I have researched many styles of Exquisite jewellery and have yet only seen brooches and necklaces in turquoise faux stones and pearl beads, that look quite an Egyptian style; but I am sure that these are not this collection which I have yet to see samples. In the last blog when I wrote this, several appeared for sale on the internet - so maybe next update??
The last newspaper clip was from the Solihull News dated March 10th 1973, on the retirement of employee Harold Goldsworthy after 50 years with W A P Watson. His 200 workmates clubbed together to present him with a transistor radio and the directors gave him a gold watch to mark the occasion.
In the last blog, I had looked at signed jewellery pieces and unsigned pieces. In the Scottish range (which I will discuss the various pieces in another blog) you can find many unsigned pieces. I still believe they were manufactured before Exquisite used their signature. In these two examples from the front, they are very similar, with a more flattened leaf and different coloured glass stones. The back has signs of a different moulding process. The unsigned piece has a flat mould with a riveted clasp. The signed piece has been manufactured using a rounder mould and the pin clasp has been soldered to the brooch.
I would welcome any comments on the unsigned and signed Scottish range.
These are just some of the different ranges of
Exquisite jewellery identified so far:
Mother of pearl/Abalone range
Marcasite & enamel range
Butterfly wing range
Enamel & pearl range
silver tone range
Leaf & the tree fruit range
Multi coloured stone range
faux gemstone range
Turquoise & pearl range
Faux jade range
Painted scene's range
Glass bead range
Enamel leaf range
And so many more....
Each of these ranges will be looked at in the blog in the coming year
Today's range is the Enamel Leaf Range
In the Enamel Leaf Range, there are brooches and earrings (clip-on style)
The range has the following leaves depicted:
All the range was painted in the greens and brown enamel as near to the natural colour of the individual leaves.

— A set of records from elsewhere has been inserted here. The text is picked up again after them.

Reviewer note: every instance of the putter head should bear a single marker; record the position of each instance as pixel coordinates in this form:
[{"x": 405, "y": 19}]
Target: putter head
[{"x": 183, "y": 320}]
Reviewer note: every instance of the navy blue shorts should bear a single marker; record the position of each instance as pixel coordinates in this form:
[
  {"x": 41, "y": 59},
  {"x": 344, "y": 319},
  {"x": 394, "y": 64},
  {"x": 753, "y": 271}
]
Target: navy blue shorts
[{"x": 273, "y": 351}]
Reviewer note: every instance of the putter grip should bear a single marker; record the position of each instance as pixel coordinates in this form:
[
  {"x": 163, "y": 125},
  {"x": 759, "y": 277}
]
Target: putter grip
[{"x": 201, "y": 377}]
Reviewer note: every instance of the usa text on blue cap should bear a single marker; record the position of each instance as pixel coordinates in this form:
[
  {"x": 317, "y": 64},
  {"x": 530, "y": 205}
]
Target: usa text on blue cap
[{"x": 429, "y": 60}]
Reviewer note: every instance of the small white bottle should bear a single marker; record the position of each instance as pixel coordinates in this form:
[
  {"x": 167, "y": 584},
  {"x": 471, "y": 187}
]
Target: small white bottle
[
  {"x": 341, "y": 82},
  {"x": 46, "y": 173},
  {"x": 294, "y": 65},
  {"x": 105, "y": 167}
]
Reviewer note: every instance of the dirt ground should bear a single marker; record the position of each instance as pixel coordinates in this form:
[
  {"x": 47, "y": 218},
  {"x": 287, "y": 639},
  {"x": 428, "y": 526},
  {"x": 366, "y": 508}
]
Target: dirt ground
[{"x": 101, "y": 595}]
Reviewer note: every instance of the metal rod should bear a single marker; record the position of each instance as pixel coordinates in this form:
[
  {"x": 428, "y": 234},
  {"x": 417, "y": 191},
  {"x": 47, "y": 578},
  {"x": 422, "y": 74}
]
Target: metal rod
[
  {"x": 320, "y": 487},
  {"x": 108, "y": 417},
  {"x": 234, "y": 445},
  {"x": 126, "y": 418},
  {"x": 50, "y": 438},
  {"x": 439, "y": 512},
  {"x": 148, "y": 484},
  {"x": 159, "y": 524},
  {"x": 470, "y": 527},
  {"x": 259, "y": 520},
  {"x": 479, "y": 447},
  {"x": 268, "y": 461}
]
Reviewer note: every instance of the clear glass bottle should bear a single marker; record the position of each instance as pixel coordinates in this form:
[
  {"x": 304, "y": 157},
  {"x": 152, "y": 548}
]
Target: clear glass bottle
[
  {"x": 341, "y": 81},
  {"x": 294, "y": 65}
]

The box list has the leaf range in brooches and earrings only, but there are a few necklaces appearing on the internet for sale. These are mostly unsigned pieces. the vine seems to have been the most popular as there are many available on the market.
There are also some pieces that look to have been hand-painted, so well that the clasp and the back are also painted! However, the leaves were also available in silver tone, gold tone and enamelled in many other colours and marcasite etc. The same mould was used across a range of finishes.